In the earlier correspondence, she certainly held out the possibility of loving him, though her preferred tone, after the first few highly formal letters, was flirtatious. She was more comfortable promising physical intimacy than emotional equivalence. Porfiry identified the point at which their relationship was consummated. A letter dated the twenty-eighth of July spoke of the heights of ecstasy to which he had taken her. It also spoke of Mizinchikov’s ‘skilful swordplay’. She declared that she eagerly awaited being ‘sweetly stabbed’ by him again. No doubt such passages gratified his male pride. No doubt they were intended to.

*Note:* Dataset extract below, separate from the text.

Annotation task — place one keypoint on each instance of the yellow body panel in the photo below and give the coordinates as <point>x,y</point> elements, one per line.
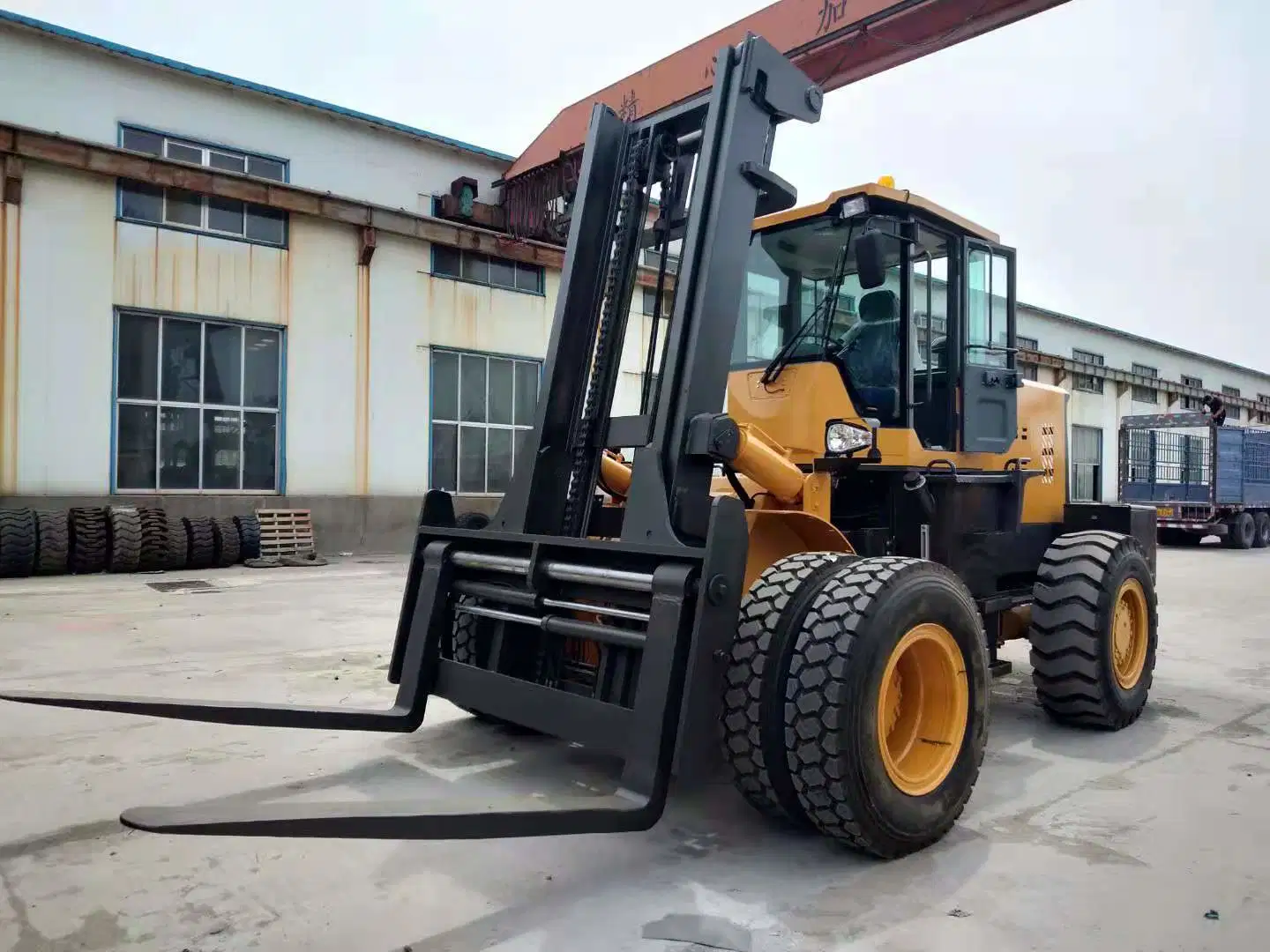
<point>794,412</point>
<point>894,195</point>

Soon after, her letters began to talk of their engagement and something approaching a sense of hope entered her tone. I look forward to the day when you and I will be one in law and before God, and this time of tribulations will be at an end. At times, however, a note of resignation could be detected. We deserve one another. There is no one else for each of us. And so we must learn to be content with one another. Perhaps the fire of passion does not burn as it once did. What of it? I cannot live my life in a conflagration.

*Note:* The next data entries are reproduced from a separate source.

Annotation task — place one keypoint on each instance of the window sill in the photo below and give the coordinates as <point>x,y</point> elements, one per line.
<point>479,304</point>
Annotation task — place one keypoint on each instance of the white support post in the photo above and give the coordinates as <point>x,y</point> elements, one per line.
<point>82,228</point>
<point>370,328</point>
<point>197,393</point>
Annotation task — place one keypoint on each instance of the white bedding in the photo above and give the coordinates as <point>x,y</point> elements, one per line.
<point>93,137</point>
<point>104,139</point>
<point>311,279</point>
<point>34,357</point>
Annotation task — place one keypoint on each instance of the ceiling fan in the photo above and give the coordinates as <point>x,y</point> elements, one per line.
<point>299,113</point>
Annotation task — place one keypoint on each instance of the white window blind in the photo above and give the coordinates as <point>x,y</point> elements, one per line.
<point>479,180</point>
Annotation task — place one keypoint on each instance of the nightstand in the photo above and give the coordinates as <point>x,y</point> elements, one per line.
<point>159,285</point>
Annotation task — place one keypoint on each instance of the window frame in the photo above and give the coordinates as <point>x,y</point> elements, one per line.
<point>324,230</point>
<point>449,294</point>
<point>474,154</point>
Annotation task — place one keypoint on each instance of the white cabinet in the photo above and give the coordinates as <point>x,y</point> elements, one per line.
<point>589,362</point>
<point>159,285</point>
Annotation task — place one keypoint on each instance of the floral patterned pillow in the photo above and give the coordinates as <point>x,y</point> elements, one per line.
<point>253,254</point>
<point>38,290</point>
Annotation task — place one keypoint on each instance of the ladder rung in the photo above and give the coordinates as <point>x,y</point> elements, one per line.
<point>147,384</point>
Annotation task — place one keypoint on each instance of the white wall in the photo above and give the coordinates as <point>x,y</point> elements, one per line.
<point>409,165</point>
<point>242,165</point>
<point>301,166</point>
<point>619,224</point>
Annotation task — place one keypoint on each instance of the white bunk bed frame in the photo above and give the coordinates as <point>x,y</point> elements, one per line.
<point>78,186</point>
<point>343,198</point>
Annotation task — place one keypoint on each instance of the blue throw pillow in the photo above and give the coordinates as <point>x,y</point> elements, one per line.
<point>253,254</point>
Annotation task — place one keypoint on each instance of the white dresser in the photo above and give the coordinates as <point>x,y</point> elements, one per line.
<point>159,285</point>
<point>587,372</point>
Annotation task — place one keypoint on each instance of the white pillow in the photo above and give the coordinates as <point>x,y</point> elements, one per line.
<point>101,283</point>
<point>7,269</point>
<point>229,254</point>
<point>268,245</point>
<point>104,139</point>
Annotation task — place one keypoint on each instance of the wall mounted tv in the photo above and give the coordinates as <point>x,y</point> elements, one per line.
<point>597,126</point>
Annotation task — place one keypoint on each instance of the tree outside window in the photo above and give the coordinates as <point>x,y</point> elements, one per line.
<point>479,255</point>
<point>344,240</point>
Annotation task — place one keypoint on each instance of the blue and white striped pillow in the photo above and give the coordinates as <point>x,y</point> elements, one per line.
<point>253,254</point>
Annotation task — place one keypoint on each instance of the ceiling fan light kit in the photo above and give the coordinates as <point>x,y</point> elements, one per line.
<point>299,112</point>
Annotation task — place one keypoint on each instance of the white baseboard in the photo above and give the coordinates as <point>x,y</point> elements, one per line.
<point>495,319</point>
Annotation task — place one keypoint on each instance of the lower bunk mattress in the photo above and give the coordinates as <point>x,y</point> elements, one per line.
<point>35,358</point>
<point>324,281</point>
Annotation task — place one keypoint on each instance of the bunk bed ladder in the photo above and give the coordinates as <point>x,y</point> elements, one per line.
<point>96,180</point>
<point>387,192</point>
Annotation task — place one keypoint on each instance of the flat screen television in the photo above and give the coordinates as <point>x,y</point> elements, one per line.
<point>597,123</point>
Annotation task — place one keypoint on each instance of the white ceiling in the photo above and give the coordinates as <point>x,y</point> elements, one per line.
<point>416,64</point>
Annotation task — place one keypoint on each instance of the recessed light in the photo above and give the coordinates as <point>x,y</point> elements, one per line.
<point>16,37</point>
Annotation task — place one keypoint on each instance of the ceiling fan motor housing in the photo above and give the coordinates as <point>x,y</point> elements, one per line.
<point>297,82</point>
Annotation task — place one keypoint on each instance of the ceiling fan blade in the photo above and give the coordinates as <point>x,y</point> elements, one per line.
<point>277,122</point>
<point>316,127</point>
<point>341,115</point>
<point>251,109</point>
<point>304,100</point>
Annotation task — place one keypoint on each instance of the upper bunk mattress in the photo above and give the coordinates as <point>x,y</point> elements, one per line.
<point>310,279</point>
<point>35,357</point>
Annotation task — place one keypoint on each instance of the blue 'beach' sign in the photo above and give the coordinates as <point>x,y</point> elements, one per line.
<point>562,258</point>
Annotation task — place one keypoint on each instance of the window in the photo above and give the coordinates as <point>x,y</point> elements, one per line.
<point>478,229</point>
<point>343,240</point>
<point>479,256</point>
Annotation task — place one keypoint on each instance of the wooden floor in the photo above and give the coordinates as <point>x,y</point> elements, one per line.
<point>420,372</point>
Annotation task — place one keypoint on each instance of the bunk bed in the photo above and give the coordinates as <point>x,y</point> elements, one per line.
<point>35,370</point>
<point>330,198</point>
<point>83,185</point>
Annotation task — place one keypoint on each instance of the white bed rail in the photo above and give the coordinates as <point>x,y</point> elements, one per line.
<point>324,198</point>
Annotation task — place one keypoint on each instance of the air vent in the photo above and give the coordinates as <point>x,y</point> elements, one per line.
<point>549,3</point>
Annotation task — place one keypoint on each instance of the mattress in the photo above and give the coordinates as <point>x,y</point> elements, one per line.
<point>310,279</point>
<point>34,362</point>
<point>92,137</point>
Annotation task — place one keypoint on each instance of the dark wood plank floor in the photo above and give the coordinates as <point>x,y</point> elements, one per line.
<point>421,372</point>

But later in the same letter, she reproached him for his want of feeling. You do not love me any more, admit it. Admit it so that we may be free of one another. Is that not what you want? And a few lines later: Forgive me. I am a foolish woman. I know you love me. I have never doubted that.

Then came the final letter, in which she suddenly and irrevocably put the matter beyond either hope or doubt. I have never loved you, she had written, along with the barely mitigating proviso: any more than I have loved any man.

Something had brought a new clarity to her understanding of her feelings. Something that Mizinchikov had done. You may also consider that you have brought this on yourself. How could I love you now?

‘What did he do?’ wondered Porfiry, as he laid the last letter down on his desk, his eyes fixed on her words. ‘What was this shameful act that sullied him and insulted her?’ After a moment’s silent reflection, he turned to Virginsky, who made no attempt to provide an answer.

Porfiry lit a cigarette. ‘I begin now to understand the razor.’

‘You do?’

‘I do.’

‘Then could you explain it to me?’

‘As I have said, this razor is not the murder weapon. No, it is the tangible symbol of a possibility, perhaps of an intention. Or perhaps, by keeping this razor next to her letters, he was in fact, in some way, preventing himself from killing her. It was a kind of talisman to him. As long as he kept the razor in the drawer, she was safe. But if he took it out, he knew he would kill her.’